Civil rights lawyer Rob Stary has called for a Senate inquiry into Australia's role in the war in Sri Lanka. Stary defended three Australian Tamil men charged with terrorism offences in 2007. He said such an inquiry would look at the reasons for the decision to prosecute the three.

Stary made the call when delivering the Eliezer Memorial Lecture at Monash University on August 26. The lecture is held annually in honour of Professor C J Eliezer, a leader of Australia's Tamil community who died in 2001.

The three men — Arumugam Rajeevan, Aruran Vinayagamoorthy and Sivarajah Yathavan — were charged with belonging to, and assisting, the Liberation Tigers of Tamil Eelam (LTTE), which the prosecution claimed was a terrorist group.

These charges were dropped in March 2010. The three received good behaviour bonds after pleading guilty to a lesser offence.

Like many other Tamils in Australia and around the world, Rajeevan, Vinayagamoorthy and Yathavan had helped raise money for humanitarian purposes, including relief work after the December 2004 tsunami that devastated the east coast of the island of Sri Lanka.

The aid was distributed in areas controlled by the LTTE, a group fighting for an independent Tamil homeland in the north and east of the island. The goal of independence has wide support amongst Tamils due to the Sri Lankan government’s long history of anti-Tamil racism.

When the tsunami, hit Sri Lanka, a ceasefire was in effect. Under the ceasefire agreement, signed in February 2002, the LTTE was recognised as the de facto government of significant parts of the island. The Sri Lankan government formally repealed the ceasefire agreement in 2007.

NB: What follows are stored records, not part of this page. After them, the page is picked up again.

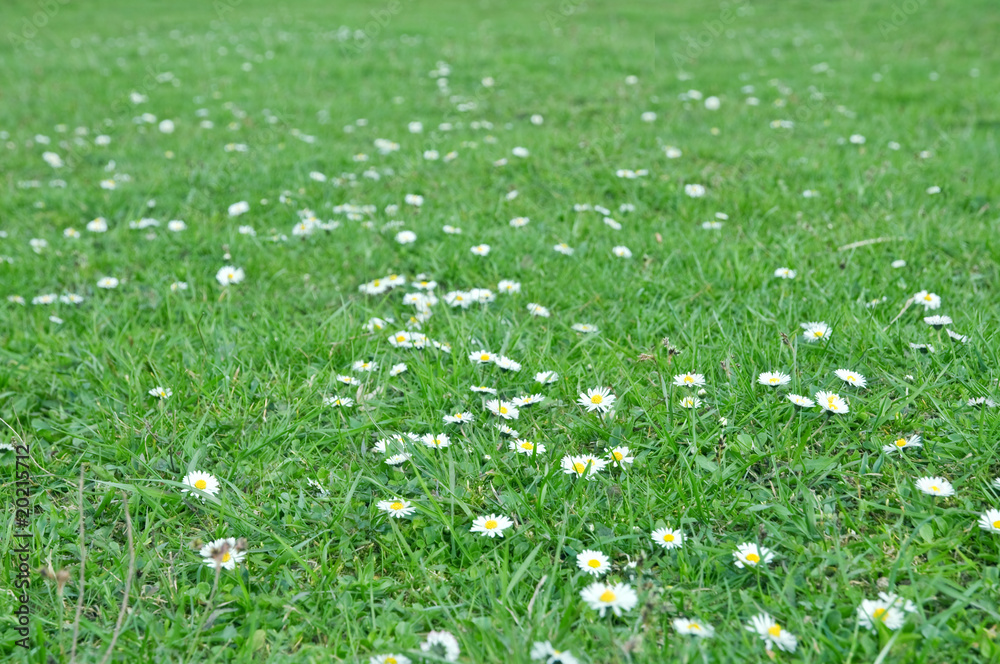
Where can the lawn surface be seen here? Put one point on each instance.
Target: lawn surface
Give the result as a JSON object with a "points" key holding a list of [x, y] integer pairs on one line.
{"points": [[852, 142]]}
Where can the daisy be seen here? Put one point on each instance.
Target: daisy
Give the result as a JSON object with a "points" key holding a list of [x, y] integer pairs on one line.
{"points": [[481, 357], [389, 659], [621, 252], [526, 447], [935, 486], [397, 507], [507, 364], [504, 409], [772, 633], [990, 521], [509, 287], [831, 402], [815, 331], [874, 611], [506, 430], [338, 402], [201, 481], [222, 553], [442, 644], [229, 275], [546, 377], [397, 459], [689, 380], [749, 554], [543, 651], [528, 400], [491, 526], [851, 377], [597, 399], [668, 538], [694, 628], [538, 310], [928, 300], [436, 442], [620, 455], [902, 444], [582, 466], [773, 378], [601, 597], [592, 562]]}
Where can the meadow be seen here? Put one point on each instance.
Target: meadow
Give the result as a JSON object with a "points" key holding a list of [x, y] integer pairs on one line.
{"points": [[571, 332]]}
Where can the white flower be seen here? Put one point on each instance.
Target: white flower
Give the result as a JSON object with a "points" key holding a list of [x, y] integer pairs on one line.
{"points": [[668, 538], [593, 562], [161, 392], [601, 597], [815, 331], [773, 378], [935, 486], [201, 481], [597, 399], [442, 644], [831, 402], [229, 275], [751, 555], [851, 377], [491, 526], [694, 628], [772, 633]]}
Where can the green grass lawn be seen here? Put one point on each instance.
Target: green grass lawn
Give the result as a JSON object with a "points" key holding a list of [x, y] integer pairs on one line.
{"points": [[685, 152]]}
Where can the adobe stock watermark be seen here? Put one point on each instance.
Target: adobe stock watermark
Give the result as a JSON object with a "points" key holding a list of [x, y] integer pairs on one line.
{"points": [[699, 42], [29, 26], [901, 13]]}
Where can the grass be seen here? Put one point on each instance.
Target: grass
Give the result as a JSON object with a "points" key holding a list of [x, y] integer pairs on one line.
{"points": [[327, 575]]}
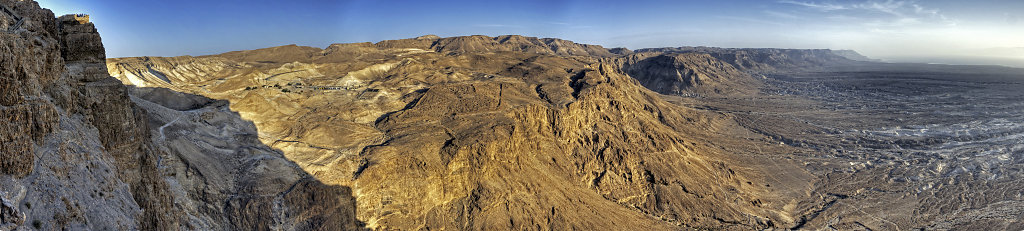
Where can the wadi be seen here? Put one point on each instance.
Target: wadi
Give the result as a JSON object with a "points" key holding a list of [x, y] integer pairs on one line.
{"points": [[497, 133]]}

Given that the LTTE had never carried out any terrorist acts in Australia, Stary asked why the Australian authorities chose to regard the LTTE as a terrorist organisation.

He told the meeting that evidence given by an Australian Federal Police officer to a committal hearing in 2007 showed that the prosecution went ahead at the behest of the Sri Lankan government.

Stary said he believed one purpose of the prosecution of the three men was to destabilise and intimidate the Tamil diaspora — in Australia and around the world — to stop them supporting the LTTE's de facto state.

Stary said Australia had been “coopted” into the Sri Lankan government's war against the LTTE. He called for a Senate inquiry to determine how and why this happened. He also suggested that the Australian government's motives for supporting the Sri Lankan government's war effort could include Australia's economic links with Sri Lanka. An Australian company, Ansell Pacific, is the biggest employer of industrial labour in Sri Lanka.

Stary said the collusion between the Australian and Sri Lankan governments continues today. Referring to the indefinite detention of Tamil refugees who had been denied ASIO security clearances, Stary said that ASIO's main source of information is the Sri Lankan government.